Sorry, the metaphor only goes so far.
This is the reason that I do not think we will ever see a generation of non-drivers. The exact details of driving may change. Not everyone uses a manual transmission anymore. Myself among them. I kind of know how, but I don’t use one on the regular. That doesn’t mean that I can’t still have fun in a car. Ask anyone who’s driven with me in my base model, CVT-equipped Subaru Outback. As long as car companies keep making cars that excite and interest people, we will still see generations of drivers. My crystal ball is nowhere near clear enough to tell you what that type of driving will look like, but I feel confident in saying that we will never see driving, in some form, go away entirely.

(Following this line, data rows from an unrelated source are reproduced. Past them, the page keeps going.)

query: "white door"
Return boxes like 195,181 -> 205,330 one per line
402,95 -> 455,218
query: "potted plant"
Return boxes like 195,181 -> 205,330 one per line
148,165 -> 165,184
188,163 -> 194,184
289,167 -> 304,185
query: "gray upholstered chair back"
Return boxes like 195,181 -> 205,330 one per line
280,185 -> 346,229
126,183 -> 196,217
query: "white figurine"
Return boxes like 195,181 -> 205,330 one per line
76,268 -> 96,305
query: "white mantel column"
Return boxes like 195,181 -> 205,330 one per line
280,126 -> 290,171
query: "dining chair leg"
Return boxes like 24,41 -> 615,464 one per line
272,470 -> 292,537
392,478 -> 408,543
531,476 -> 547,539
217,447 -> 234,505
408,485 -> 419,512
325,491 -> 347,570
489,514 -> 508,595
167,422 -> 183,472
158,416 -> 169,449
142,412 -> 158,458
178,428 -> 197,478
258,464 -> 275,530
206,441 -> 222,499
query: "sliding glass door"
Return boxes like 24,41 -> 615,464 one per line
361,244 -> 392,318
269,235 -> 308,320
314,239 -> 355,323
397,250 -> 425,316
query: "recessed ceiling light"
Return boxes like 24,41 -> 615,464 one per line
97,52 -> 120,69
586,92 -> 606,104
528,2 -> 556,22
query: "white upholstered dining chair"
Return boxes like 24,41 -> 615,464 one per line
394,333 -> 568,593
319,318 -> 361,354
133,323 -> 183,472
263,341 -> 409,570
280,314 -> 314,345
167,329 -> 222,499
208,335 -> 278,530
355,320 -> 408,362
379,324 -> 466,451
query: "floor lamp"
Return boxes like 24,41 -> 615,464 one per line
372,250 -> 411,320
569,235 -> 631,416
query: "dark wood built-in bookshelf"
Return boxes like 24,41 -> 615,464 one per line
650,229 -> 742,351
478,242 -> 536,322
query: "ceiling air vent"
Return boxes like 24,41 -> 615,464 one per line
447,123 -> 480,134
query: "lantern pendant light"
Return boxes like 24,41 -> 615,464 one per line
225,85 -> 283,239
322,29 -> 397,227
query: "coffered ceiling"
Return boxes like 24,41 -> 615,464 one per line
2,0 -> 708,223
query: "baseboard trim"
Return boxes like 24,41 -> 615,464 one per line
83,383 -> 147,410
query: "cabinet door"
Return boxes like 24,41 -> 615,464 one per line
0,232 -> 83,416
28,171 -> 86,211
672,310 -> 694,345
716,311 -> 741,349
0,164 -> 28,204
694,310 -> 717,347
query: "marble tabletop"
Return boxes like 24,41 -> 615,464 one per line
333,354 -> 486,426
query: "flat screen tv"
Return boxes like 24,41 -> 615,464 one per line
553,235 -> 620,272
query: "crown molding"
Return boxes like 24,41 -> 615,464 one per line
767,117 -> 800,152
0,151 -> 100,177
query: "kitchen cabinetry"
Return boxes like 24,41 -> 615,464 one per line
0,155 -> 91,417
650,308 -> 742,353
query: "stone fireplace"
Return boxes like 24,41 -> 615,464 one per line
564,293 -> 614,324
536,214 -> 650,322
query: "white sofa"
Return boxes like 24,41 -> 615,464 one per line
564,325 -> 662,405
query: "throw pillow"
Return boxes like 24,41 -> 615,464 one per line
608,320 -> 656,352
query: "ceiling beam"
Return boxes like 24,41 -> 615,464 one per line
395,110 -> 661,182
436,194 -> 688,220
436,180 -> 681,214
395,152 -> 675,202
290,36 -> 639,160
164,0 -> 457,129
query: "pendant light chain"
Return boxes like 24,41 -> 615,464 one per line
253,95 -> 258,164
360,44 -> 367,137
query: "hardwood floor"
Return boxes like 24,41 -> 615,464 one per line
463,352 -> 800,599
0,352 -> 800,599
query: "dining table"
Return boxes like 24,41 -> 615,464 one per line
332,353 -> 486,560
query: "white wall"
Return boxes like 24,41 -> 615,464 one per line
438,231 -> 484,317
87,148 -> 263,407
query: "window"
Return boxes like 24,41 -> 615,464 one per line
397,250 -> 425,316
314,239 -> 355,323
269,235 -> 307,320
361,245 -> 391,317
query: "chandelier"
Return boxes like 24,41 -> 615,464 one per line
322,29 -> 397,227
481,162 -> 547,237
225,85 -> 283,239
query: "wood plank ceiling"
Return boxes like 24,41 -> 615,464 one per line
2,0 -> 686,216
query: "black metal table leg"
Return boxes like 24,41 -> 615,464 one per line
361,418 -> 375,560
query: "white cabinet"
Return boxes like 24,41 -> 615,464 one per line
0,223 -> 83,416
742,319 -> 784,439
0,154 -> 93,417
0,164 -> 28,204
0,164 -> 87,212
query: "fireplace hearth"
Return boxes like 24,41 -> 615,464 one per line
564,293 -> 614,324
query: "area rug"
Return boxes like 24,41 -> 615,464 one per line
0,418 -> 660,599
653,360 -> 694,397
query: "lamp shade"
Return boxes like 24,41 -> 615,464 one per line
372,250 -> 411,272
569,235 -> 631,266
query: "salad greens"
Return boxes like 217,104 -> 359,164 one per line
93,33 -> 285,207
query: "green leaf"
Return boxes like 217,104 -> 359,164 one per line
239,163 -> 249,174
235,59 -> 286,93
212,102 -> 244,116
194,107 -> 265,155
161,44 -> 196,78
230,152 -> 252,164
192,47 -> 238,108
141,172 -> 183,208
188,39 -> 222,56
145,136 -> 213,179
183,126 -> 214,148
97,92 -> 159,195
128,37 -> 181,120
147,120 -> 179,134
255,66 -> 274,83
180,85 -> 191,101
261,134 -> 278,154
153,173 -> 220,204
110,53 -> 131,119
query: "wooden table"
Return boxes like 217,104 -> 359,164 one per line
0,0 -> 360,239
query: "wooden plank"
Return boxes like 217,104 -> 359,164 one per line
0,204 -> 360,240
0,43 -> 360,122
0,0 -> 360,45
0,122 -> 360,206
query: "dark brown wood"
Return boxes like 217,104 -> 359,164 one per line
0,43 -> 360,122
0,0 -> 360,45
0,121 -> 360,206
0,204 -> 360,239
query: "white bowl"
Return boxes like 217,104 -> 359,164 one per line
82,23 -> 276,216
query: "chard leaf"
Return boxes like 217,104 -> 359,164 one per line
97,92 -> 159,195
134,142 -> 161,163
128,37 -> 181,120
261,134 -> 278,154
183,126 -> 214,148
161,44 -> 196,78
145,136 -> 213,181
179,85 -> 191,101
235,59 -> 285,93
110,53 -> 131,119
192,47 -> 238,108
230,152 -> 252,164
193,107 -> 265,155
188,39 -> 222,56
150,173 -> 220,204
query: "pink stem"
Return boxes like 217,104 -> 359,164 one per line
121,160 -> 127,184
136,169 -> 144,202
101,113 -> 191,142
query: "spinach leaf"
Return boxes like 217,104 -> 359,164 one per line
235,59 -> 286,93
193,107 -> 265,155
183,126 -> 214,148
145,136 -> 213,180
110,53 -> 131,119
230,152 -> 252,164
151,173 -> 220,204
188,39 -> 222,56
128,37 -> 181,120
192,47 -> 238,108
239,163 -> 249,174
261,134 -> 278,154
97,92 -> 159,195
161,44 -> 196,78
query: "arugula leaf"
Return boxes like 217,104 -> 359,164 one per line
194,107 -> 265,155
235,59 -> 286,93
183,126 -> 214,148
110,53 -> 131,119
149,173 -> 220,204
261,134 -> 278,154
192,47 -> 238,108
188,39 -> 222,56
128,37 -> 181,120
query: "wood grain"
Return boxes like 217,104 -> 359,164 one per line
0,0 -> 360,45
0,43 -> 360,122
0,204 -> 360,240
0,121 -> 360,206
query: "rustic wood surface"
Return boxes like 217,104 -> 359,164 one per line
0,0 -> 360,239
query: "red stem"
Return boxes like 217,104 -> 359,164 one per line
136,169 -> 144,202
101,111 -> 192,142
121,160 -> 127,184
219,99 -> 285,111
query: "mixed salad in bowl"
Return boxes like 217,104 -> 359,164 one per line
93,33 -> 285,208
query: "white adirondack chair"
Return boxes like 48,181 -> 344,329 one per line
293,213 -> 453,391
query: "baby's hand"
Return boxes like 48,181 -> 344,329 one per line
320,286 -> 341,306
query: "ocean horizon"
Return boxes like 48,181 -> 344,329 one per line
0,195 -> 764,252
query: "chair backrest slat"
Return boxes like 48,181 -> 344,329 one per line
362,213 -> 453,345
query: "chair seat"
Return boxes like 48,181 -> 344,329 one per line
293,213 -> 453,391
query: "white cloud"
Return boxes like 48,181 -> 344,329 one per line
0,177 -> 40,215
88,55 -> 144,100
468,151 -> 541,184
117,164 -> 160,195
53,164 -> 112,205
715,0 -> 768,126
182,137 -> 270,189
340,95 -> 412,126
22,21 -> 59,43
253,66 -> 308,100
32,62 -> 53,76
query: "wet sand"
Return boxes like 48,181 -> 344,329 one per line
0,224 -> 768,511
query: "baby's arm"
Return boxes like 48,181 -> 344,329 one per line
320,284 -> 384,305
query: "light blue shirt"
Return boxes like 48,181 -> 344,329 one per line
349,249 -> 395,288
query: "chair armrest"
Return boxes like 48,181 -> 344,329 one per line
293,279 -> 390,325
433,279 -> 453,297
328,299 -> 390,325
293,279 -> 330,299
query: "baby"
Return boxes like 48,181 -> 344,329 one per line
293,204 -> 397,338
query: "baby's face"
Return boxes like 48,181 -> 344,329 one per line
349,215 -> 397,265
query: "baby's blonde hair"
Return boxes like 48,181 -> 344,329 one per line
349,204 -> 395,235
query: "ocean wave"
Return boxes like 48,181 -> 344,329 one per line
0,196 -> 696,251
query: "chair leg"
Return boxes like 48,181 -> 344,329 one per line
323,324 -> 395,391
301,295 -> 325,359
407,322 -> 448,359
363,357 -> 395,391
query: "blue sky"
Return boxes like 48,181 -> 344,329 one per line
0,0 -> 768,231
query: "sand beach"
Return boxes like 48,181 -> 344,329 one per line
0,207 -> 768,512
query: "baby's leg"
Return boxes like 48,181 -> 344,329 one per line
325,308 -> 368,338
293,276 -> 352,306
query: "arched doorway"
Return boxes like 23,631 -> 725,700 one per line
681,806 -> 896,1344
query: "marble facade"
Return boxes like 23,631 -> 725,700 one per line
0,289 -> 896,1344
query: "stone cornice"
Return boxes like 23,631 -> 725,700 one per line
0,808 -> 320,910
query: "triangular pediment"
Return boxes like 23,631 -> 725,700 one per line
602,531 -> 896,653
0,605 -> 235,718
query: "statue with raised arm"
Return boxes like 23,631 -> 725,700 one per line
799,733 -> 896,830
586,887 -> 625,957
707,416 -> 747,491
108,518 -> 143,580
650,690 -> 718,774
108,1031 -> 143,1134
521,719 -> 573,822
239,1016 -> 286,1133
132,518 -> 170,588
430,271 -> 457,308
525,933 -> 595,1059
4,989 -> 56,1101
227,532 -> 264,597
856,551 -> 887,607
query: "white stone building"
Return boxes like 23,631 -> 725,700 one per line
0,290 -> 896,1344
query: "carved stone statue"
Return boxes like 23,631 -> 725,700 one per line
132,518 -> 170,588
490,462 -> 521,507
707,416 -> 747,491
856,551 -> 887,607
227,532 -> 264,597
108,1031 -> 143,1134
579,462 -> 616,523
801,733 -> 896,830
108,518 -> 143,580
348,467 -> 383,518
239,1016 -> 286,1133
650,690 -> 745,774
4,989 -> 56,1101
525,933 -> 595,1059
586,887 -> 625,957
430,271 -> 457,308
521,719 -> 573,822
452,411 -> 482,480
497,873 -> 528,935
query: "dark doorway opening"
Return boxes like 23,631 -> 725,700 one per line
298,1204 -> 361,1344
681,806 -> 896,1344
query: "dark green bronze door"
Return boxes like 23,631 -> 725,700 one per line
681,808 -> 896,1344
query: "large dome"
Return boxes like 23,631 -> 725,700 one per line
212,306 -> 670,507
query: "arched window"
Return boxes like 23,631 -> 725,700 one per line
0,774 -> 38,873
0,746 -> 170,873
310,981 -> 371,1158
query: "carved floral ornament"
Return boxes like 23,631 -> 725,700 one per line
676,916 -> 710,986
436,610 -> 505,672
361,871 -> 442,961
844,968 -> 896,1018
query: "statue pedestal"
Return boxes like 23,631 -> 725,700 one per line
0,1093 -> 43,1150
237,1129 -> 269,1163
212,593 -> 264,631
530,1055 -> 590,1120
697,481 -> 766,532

You may be wondering what sent me down this particularly heavy train of thought for my first blog post. It was, appropriately, a child. Walking through the Pick n’ Save grocery store parking lot, the tiniest of children, no more than probably 4 or 5, wearing bear-printed pajama pants, holding his mother’s hand hurled this lightning bolt of hope at me out of the blue. A distant rumble of a V8 perked both his ears and mine. As the car in question rolls around the corner, my brain lets out a big “meh”. A plain, red, late 90’s Mustang. Nothing all that special. The child, though? He practically jumped out of his rain boots and exclaimed, “MUSTANG!” in the loudest tiny voice possible. That. That right there is why I don’t fear for a driverless future.